Midnight Son, a vampire movie with a melancholy indie feel, was the other standout film in the Discovery Screen. Jacob is a night security guard with a skin condition that prevents him from going in the sun and who starts experiencing physical changes after he blacks out at work. He meets Mary, a girl who sells cigarettes and sweets outside a bar. They are attracted to each other, but Jacob’s deteriorating condition and Mary’s drug habit conspire to keep them apart. In addition, Jacob starts getting troubling flashbacks of a young woman who was found dead in the underground car park at work. The film uses the vampire motif to evoke the tenderness, heartache and destructiveness of two outsiders’ tormented love. Like Let the Right One In, it is sweet and creepy in just the right amounts. The moody feel, the hazy look and a low-key soundtrack all combine beautifully to conjure Jacob’s strangely detached, dreamlike life in a shadowy, oddly empty LA.

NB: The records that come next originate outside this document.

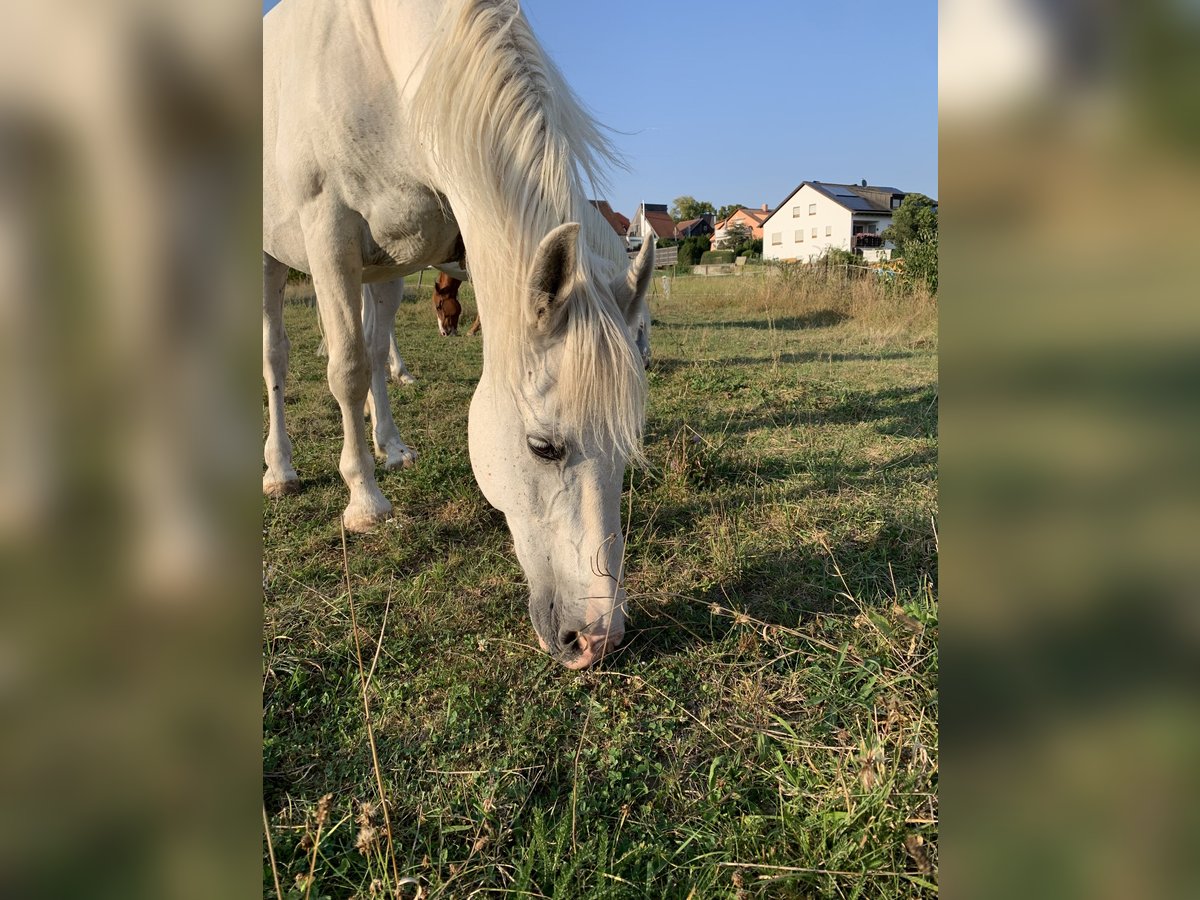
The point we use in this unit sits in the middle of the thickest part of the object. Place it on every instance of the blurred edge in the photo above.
(130, 521)
(1069, 138)
(130, 516)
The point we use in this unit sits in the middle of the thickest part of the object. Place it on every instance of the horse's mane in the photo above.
(501, 125)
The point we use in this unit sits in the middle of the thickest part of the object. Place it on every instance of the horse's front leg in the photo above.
(337, 276)
(382, 301)
(280, 477)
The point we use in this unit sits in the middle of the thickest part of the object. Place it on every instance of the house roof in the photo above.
(685, 228)
(857, 198)
(757, 216)
(618, 222)
(660, 221)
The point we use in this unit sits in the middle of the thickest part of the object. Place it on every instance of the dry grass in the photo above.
(771, 726)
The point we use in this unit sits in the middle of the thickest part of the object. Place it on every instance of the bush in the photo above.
(837, 257)
(691, 249)
(921, 259)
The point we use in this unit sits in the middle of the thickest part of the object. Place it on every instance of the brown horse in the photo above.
(445, 304)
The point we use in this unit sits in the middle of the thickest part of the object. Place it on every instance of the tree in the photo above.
(693, 249)
(727, 210)
(684, 208)
(913, 221)
(921, 258)
(735, 235)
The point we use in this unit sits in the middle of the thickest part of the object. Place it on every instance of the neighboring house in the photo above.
(819, 215)
(652, 220)
(695, 227)
(751, 219)
(618, 222)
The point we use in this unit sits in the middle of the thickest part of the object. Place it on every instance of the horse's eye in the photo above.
(544, 449)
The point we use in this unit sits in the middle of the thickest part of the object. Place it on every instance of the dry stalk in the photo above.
(366, 708)
(270, 852)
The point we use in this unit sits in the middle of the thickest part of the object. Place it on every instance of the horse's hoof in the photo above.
(405, 460)
(281, 489)
(360, 522)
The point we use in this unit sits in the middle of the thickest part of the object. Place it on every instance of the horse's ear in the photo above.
(553, 270)
(629, 289)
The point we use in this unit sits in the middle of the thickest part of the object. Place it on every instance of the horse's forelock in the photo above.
(514, 147)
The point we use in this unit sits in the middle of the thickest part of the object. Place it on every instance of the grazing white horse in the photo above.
(391, 126)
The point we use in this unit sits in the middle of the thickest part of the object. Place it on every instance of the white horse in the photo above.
(391, 126)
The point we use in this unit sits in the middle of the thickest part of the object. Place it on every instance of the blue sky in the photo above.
(739, 103)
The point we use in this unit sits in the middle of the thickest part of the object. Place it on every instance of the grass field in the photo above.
(769, 727)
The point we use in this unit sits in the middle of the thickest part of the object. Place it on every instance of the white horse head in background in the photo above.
(393, 131)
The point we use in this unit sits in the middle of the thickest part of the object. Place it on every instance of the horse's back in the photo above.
(335, 133)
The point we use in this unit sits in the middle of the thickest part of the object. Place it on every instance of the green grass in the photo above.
(769, 727)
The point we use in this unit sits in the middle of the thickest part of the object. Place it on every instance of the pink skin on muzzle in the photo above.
(592, 648)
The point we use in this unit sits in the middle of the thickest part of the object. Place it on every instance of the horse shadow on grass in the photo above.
(819, 318)
(667, 366)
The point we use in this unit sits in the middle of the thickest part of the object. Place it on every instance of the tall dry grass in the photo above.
(880, 311)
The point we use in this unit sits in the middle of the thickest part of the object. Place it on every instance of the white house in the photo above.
(819, 215)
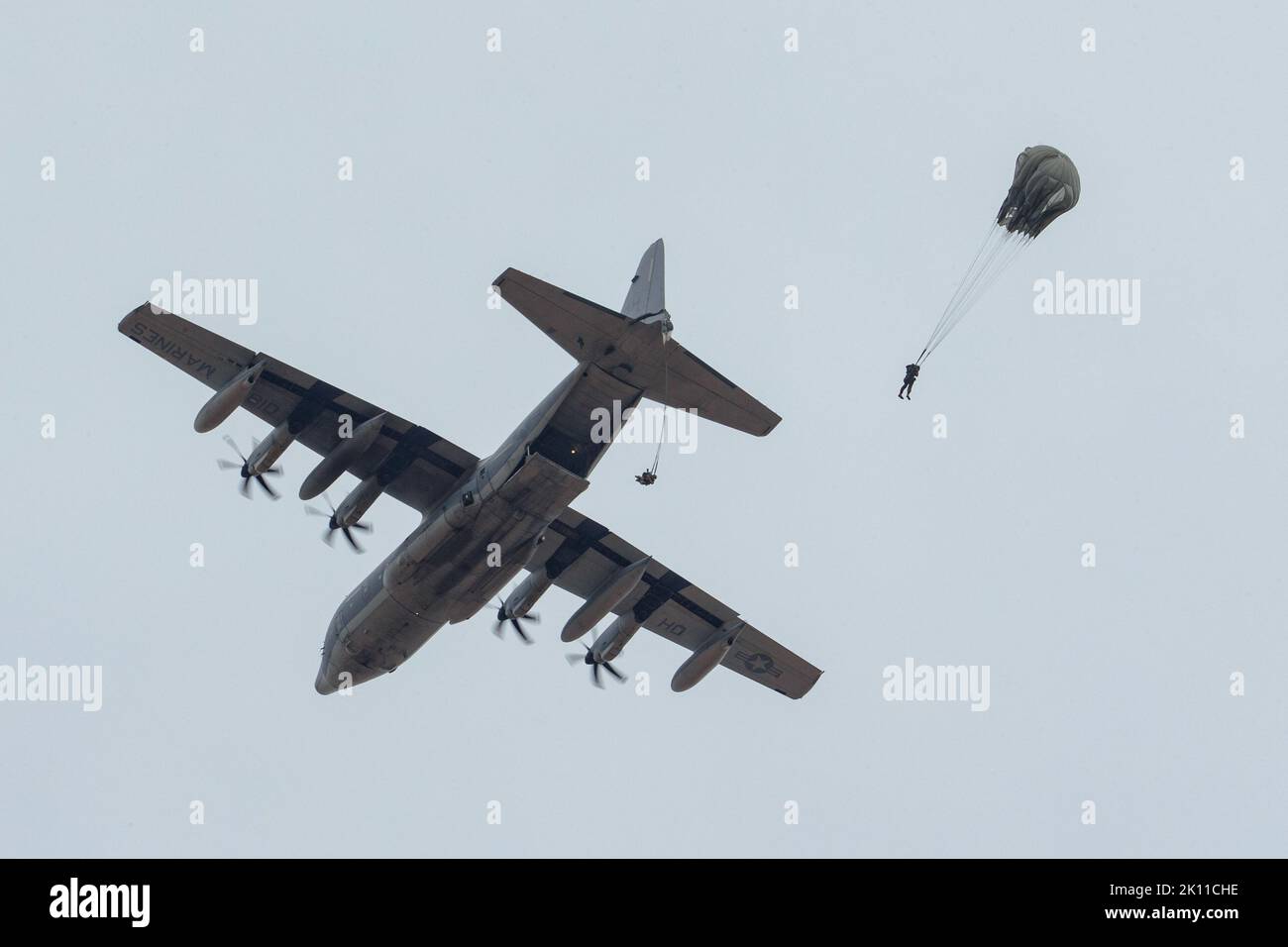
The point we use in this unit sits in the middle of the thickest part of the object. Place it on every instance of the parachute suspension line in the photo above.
(982, 272)
(986, 265)
(1014, 245)
(666, 384)
(990, 235)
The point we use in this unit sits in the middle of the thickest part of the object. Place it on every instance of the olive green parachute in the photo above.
(1043, 187)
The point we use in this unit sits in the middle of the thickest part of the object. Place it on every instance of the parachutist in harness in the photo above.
(910, 376)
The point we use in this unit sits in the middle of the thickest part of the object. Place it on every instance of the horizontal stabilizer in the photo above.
(635, 346)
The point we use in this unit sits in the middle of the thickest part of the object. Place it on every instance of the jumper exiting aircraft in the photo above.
(514, 502)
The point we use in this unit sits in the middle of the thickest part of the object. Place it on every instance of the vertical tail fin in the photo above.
(647, 295)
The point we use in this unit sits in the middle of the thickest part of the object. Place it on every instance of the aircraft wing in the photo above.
(421, 467)
(677, 609)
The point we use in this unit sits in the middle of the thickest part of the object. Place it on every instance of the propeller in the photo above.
(589, 659)
(245, 474)
(329, 536)
(502, 616)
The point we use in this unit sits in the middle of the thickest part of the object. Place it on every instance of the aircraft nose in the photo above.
(323, 685)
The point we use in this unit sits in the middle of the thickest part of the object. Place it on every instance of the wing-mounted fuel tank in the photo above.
(707, 656)
(340, 458)
(227, 399)
(613, 589)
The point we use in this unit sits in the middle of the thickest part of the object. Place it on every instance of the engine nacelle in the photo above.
(609, 644)
(268, 450)
(707, 656)
(227, 399)
(604, 599)
(334, 464)
(520, 600)
(359, 501)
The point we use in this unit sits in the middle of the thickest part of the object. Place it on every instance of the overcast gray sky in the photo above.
(768, 169)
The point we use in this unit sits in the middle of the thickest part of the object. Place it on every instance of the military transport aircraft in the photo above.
(485, 519)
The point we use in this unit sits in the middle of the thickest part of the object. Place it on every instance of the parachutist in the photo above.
(910, 375)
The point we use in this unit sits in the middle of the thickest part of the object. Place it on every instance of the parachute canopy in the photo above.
(1044, 185)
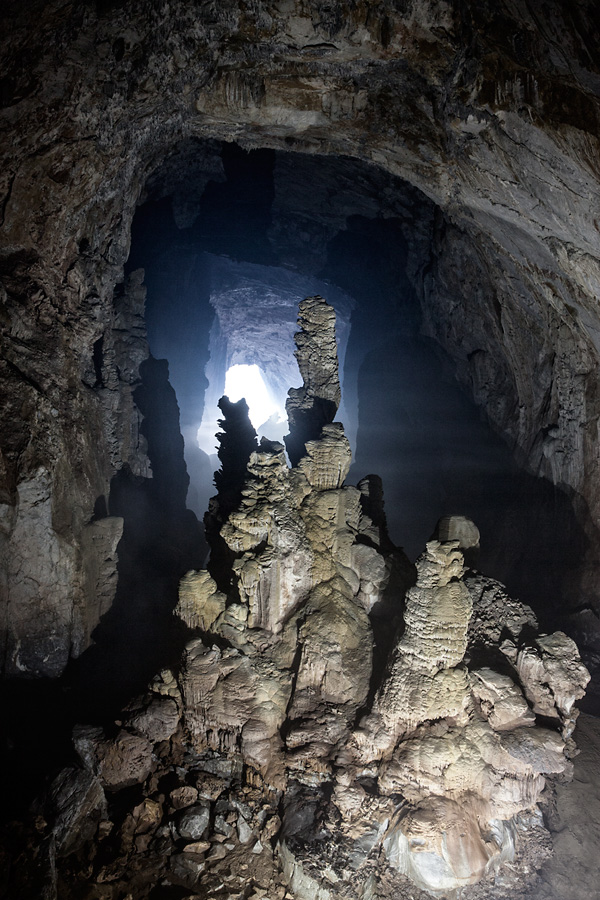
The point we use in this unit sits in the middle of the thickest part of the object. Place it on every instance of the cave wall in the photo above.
(491, 110)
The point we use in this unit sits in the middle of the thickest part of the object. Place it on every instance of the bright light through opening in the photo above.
(247, 382)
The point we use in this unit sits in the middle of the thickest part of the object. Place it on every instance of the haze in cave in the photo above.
(336, 648)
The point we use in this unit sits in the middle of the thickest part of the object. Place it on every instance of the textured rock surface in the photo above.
(292, 758)
(477, 110)
(315, 404)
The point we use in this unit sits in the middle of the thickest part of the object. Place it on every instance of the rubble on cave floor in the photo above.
(340, 724)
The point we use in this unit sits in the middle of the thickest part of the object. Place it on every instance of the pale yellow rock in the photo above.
(552, 675)
(501, 700)
(327, 461)
(200, 602)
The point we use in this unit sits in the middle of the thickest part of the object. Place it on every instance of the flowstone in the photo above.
(285, 753)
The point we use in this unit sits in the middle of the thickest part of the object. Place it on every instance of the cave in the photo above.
(177, 183)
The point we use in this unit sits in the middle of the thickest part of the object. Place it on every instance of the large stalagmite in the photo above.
(280, 757)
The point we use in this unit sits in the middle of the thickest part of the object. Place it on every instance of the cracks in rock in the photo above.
(7, 197)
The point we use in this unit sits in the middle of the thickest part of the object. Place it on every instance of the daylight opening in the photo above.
(265, 413)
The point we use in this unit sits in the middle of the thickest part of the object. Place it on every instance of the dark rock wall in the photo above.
(491, 110)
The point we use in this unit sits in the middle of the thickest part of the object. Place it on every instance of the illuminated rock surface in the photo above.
(276, 756)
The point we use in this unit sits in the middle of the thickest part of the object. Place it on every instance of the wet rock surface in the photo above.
(474, 111)
(268, 762)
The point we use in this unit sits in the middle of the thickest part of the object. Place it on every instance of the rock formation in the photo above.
(280, 758)
(489, 117)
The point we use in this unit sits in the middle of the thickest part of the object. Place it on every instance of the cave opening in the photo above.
(230, 240)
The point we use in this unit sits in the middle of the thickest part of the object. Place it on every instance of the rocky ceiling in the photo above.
(488, 112)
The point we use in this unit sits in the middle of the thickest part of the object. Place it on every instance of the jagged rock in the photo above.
(77, 804)
(236, 703)
(121, 762)
(200, 601)
(501, 701)
(183, 796)
(424, 682)
(552, 675)
(463, 530)
(441, 847)
(158, 720)
(193, 823)
(327, 460)
(315, 404)
(429, 769)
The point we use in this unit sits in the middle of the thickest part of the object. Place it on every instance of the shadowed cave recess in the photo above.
(325, 681)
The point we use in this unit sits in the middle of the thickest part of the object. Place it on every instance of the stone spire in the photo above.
(315, 404)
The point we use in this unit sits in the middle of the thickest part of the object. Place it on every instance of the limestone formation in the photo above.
(315, 404)
(284, 750)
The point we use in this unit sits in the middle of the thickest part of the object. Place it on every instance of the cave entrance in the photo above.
(231, 240)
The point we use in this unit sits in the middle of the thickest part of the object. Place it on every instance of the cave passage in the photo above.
(225, 271)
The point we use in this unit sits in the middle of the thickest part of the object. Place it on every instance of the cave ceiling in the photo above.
(490, 113)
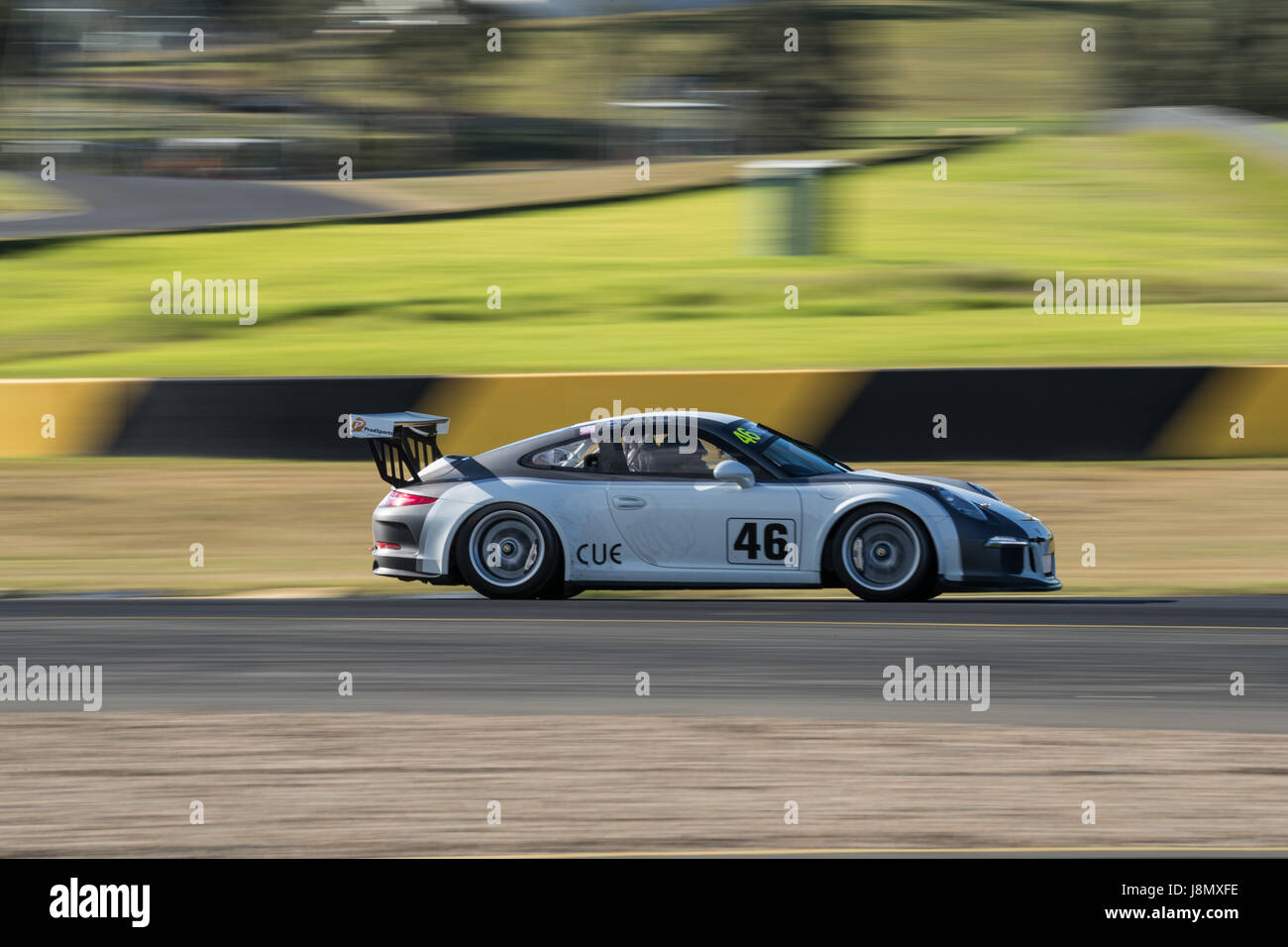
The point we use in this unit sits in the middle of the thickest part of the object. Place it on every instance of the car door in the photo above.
(687, 519)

The Devil’s Business starts as a tense, tightly scripted character-driven drama with some excellent performances from Billy Clarke as a hitman (delivering a particularly spellbinding monologue early on in the film) and Jonathan Hansler as his chillingly evil victim Kist. It then shifts into supernatural territory, which seems somewhat superfluous and does not fully work with the rest of the story. As in Kill List, it is the rounded characters and dramatic tension that work best in the film, not the tacked-on occult element. Also worth a mention is My Sucky Teen Romance, the third feature directed by the incredibly driven 18-year-old Emily Hagins. Lovable and knowingly silly, this nerdy teen horror comedy has bucket loads of charm and marks Hagins as one to watch.